Here is what Jim had to say:
TechSource: What does “simplify complexity” mean at Iron Bow?
Jim Smid: Complexity drives opportunity. An opportunity to take advantage of technologies, take advantage of data analytics and leverage multiple sources and data sets. If we can help a customer homogenize data sets and be able to cross reference it to focus on business and mission requirements, we open up a whole set of possibilities.
It takes an effective engineering effort to make it look simple.
TechSource: What does complexity look like in the government IT market?
Jim Smid: In our industry, we see things are shifting across the board from hardware to software defined infrastructure to data analytics components. We are embedding lightweight operating systems in wearable devices which was unheard of ten years ago.

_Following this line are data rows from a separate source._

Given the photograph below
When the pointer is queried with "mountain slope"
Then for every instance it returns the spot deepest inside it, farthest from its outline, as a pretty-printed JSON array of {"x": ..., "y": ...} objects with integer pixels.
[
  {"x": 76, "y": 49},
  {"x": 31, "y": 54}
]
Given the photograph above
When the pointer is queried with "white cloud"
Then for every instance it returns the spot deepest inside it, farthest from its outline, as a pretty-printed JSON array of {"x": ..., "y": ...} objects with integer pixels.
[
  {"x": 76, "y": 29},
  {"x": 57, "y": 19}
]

From our customers’ perspective, as the network proliferates, and all of these different IP addresses are out there in the marketplace, each of them generating data, the question becomes: How to make sense of all of it?

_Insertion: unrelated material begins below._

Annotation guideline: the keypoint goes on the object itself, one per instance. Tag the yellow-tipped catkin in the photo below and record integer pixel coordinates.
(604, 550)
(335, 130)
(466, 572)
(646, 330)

That’s what Iron Bow steps in to do. We simplify that for our customers. It all boils down to: What’s the mission? What’s the business return I can get on this data? And then we examine how to marry the two in a very simple way.
TechSource: How is simplifying complexity any different from the traditional role of the systems integrator?
Jim Smid: A real world example is the best way to illustrate the difference. In our healthcare work with the VA, we stepped out of a traditional systems integrator role where you’re talking about technology and instead focus on the clinician.
Putting ourselves in the shoes of a doctor or a nurse, trying to focus on their mission and understand what they’re trying to do. That’s very different from the integrator approach, which is very focused on how all of the technology pieces fit together, with little attention paid to the people who do the work.
As a managed services provider, we understand the technology. In our role, we position ourselves to understand the gap between the mission an agency needs to achieve and finding a way to make that mission simple and accessible from a technology perspective.